Siyasallaştığı için de artık basit bir inanç özgürlüğü konusu değildir.
Burada asıl mesele, eğitimde uygulanan dinsel politika ve
düşüncelerin, sergilenen sembollerin, uygulanan ritüellerin eğitim yönetiminde,
okul içi pedagojik süreçlerde ve eğitim özneleri (öğretmen, öğrenci, veli)
arasında bir çatışma, diğer gruplara karşı bir ayrımcılık, ötekileştirme ve
dışlama yaratıp yaratmadığıdır. Yaşanan kimi pratikler, birçok olumsuz uygulama
olduğunu gösteriyor. Nitekim 2014 Ağustos’unda lise yerleştirme sınavı
sonuçları açıklandıktan sonra, kimi Ermeni ve Musevi öğrenciler, inançlarının
farklılığı dikkate alınmaksızın, istekleri dışında, internet üzerinden İmam-Hatip
okullarına kaydedildi, nüfusunda din hanesi boş bırakılmış olan öğrencilere de din
dersini alma yükümlülüğü getirildi.[16]
Bir yandan İslam’da zorlama yoktur denilirken öte yandan herkes için zorunlu
tutulan din dersine yönelik artan tepkilere karşı AKP ve Erdoğan, dinsel
eğitimi daha sert biçimde savunan pozisyona girdi. Din temelli eğitimi normal
ve doğal gören Erdoğan, matematik, fen, biyoloji gibi pozitif (bilimsel) derslerin
zorunlu tutulmasının eleştiri konusu yapılmazken, din dersinin zorunlu
tutulmasına yöneltilen eleştirileri anlayamadığını açıkladı. Din ile bilimin kıyaslandığı[17]
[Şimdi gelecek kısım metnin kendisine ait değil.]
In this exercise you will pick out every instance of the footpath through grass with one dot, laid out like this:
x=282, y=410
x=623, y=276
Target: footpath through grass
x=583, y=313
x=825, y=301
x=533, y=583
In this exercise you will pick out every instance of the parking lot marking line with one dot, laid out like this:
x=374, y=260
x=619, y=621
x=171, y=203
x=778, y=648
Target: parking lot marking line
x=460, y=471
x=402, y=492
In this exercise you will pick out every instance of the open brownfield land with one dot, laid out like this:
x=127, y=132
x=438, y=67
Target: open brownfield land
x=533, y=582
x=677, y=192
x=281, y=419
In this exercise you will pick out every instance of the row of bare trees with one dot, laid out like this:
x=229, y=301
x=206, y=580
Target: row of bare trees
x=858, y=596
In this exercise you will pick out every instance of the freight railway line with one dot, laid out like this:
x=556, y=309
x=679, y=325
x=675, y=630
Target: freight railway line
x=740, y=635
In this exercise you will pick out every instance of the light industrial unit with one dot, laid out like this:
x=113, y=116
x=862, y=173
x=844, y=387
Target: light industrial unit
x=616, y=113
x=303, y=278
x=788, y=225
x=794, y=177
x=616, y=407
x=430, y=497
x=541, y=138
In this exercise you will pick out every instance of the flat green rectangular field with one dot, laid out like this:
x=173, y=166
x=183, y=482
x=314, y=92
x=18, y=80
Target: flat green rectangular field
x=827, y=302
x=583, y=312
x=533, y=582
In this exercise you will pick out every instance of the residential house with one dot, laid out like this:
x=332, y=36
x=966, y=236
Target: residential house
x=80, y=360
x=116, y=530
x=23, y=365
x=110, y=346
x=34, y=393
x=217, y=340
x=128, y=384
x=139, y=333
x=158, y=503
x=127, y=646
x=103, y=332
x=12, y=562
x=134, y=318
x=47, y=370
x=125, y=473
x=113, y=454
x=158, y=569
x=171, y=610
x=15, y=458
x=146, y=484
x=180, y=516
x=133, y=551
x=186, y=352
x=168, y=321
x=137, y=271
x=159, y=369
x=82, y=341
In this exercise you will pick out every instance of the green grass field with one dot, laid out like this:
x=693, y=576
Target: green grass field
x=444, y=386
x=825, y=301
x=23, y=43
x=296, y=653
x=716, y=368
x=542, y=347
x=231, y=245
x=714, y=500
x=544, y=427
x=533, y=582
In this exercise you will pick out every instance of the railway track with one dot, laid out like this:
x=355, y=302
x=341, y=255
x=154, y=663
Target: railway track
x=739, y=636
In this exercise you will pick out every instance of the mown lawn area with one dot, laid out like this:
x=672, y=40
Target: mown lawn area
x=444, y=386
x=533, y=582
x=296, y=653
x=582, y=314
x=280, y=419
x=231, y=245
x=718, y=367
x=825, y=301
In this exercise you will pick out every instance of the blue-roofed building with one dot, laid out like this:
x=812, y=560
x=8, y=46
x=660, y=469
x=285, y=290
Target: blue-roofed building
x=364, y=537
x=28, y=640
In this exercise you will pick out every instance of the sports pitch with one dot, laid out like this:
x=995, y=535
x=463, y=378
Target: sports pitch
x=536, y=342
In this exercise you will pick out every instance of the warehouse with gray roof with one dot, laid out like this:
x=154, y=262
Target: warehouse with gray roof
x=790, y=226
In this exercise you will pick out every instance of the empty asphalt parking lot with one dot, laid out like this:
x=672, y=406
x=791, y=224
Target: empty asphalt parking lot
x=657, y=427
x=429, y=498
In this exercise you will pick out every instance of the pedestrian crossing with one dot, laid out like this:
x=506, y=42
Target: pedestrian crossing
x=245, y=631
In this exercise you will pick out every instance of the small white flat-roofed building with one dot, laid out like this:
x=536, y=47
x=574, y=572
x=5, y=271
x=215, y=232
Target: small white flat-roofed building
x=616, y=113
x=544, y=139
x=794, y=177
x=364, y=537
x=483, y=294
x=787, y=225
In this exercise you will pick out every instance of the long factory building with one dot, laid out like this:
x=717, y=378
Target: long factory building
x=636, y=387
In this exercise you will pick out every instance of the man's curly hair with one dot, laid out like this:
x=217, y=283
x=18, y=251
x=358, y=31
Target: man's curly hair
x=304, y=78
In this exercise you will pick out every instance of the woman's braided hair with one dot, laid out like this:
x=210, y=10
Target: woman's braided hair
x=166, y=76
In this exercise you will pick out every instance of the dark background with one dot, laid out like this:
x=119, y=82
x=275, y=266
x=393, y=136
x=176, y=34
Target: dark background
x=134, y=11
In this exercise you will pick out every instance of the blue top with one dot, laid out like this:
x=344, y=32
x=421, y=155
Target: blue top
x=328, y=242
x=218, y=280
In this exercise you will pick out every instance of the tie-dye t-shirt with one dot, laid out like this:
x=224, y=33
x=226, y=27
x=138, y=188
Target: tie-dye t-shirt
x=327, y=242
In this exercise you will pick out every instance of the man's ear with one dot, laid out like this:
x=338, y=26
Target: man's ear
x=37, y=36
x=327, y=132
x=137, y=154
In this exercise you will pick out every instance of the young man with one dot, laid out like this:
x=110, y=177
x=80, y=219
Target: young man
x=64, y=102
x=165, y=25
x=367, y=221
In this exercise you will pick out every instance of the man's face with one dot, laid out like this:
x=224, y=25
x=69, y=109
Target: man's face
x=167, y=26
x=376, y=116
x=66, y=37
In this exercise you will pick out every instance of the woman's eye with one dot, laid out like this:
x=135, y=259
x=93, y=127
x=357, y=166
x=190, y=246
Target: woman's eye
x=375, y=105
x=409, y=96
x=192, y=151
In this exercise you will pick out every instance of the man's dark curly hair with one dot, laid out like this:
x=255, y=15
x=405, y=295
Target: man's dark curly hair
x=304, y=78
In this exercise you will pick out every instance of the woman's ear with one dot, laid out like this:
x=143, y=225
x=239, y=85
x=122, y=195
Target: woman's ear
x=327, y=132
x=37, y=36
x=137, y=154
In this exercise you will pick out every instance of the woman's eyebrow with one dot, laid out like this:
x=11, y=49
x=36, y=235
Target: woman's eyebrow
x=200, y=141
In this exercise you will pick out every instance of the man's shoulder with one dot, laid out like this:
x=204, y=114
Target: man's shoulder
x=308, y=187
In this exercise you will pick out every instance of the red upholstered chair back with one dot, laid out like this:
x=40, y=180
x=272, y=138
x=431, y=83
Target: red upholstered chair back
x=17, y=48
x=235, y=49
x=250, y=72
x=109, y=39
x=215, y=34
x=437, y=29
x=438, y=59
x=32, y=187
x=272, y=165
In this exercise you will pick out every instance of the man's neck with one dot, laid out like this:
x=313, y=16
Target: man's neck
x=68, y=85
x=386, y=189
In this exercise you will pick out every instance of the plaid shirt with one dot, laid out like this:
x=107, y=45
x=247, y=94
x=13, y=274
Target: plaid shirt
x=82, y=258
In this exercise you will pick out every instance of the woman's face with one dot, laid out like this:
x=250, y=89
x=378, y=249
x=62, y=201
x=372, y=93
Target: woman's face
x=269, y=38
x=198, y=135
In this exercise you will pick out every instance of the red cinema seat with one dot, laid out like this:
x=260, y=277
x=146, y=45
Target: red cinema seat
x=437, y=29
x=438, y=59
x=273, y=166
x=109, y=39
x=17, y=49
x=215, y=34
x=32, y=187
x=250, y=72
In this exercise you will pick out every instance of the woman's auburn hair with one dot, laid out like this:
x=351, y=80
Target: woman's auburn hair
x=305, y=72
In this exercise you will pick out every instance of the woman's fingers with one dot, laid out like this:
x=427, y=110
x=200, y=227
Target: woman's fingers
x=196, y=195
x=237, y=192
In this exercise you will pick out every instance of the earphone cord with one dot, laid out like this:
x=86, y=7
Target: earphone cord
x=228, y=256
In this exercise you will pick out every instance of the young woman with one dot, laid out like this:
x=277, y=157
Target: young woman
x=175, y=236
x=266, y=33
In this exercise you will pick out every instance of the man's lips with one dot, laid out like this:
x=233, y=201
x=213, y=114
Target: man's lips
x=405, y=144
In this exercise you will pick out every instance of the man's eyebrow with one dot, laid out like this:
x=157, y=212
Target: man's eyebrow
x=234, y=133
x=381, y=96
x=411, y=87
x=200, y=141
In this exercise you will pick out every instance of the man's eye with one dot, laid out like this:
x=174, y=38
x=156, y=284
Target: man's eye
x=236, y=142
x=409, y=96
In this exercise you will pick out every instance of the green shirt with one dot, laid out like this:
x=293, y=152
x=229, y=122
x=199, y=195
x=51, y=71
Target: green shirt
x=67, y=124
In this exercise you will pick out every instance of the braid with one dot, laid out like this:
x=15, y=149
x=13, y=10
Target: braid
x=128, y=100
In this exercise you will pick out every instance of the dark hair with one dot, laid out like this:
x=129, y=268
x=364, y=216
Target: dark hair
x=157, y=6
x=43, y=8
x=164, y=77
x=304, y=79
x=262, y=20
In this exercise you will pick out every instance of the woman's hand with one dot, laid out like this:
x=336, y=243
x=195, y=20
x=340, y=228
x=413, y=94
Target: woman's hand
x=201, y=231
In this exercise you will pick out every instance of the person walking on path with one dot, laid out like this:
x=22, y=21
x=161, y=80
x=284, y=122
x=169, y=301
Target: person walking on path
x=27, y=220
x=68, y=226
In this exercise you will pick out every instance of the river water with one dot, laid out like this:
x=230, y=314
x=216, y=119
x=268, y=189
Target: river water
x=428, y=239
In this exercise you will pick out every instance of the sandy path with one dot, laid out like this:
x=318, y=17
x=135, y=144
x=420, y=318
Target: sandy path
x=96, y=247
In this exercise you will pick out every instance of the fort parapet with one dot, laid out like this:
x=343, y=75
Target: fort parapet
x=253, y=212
bu nokta, dini artık bilim ile eşdeğer gören bir noktadır. Kimya varsa din
dersi de olmalıdır, matematik okutuluyorsa inançlar da okutulmalıdır, fıkıh’ın
biyolojiden eksik olan ne yanı var ki?! Tabii buradaki kıyaslamanın bilimi
kabul eden tarafı, bilimsel diye her konunun okullarda okutulamayacağı görüşünü
gözlerden saklamamalı. Örneğin, Darwin’in Evrim Teorisi’nin okutulması artık
MEB okullarında çok ciddi suçlama, kınama ve cezalandırma konusu olabilmekteydi;
sonrasında ise (2017 Ağustos) bu teori müfredatlardan tümüyle kaldırıldı.
Burada eleştirilen konuların içeriğine yöneltilen eleştiriler, sıra din dersine
gelince buhar olmaktadır. Zorunlu din dersinin zorunlu tutulmasının insan hak
ve özgürlüklerine aykırılığı bir tarafa, bu dersin içeriğine ve pedagojik
uygulamasına[18] da
yoğun eleştiriler yöneltildiğini biliyoruz. İslam’ın merkeze alınıp tüm diğer
dinlerin İslamiyet’e göre konumlandırılıp İslam’ın idealize edilerek[19]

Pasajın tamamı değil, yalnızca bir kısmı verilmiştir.